Do nietypowej sytuacji doszło na ulicach Paryża. Grupa aktywistów z organizacji pomagającej zwierzętom Cause Animale Nord siłą i z wielką brutalnością oraz agresją odebrała bezdomnemu jego psa. Zrobili to nie tylko w bardzo dziwny i zasługujący na potępienie sposób, ale także nielegalnie – nie mieli żadnych podstaw, aby zabrać pupila temu człowiekowi.
Całe wydarzenie nagrał, a potem zrelacjonował Nghi Le Duc, który był świadkiem zajścia. To właśnie dzięki niemu możemy zobaczyć, że aktywiści cechowali się brutalnością i bezdusznością. Najpierw powalili na ziemię bezdomnego, a następnie w pośpiechu zabrali małego i bardzo przerażonego psa, który nie wiedział co się dzieje. Organizacja Cause Animale Nord nie próżnowała. Już dzień po zdarzeniu umieściła na swoim fanpage’u zdjęcie psa, który miał zostać adoptowany.
Cała ta sytuacja bardzo zbulwersowała Internautów. Do tego stopnia, że post fundacji ze zdjęciem psa zniknął, a zaczęto tworzyć petycję, w której żądano, by natychmiast zwrócić psa jego właścicielowi. Sam bezdomny zgłosił kradzież zwierzaka na policję. Jednak fundacja postanowiła się bronić. Według jej pracowników nagranie nie przedstawiało całej prawdy – bezdomny miał wykorzystywać psa do żebrania, a dodatkowo zwierzę miało być czymś odurzone. Nie znaleziono dowodów na te twierdzenia, a sama organizacja już od dawna wzbudzała kontrowersje, głównie z powodu swojej radykalności.
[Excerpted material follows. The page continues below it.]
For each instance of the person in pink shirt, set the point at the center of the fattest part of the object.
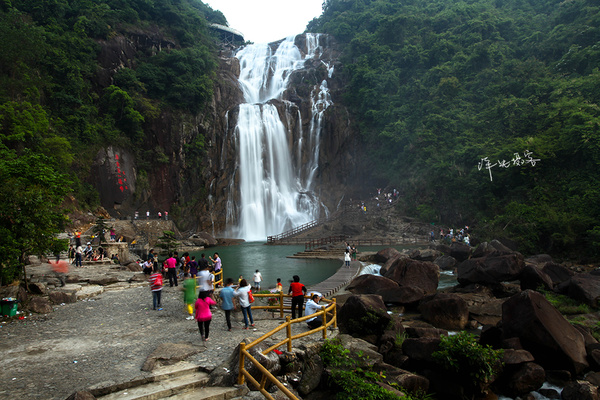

Bezdomnego udało się odnaleźć. Z tego, co dowiedział się mężczyzna, który się z nim spotkał, wynika, że bezdomny nie poddał się i będzie walczył o swojego małego przyjaciela. Udało mu się nawet znaleźć prawnika, który mu w tym pomoże.
https://www.youtube.com/watch?v=7pKb29VHwb8
Należy pamiętać, że samowolne odebranie psa jest bezprawiem, a w tym przypadku organizacja nie była nawet w stanie udowodnić, że zwierzęciu działa się krzywda. Już samo to wzbudza podejrzenia co do słuszności jej działania.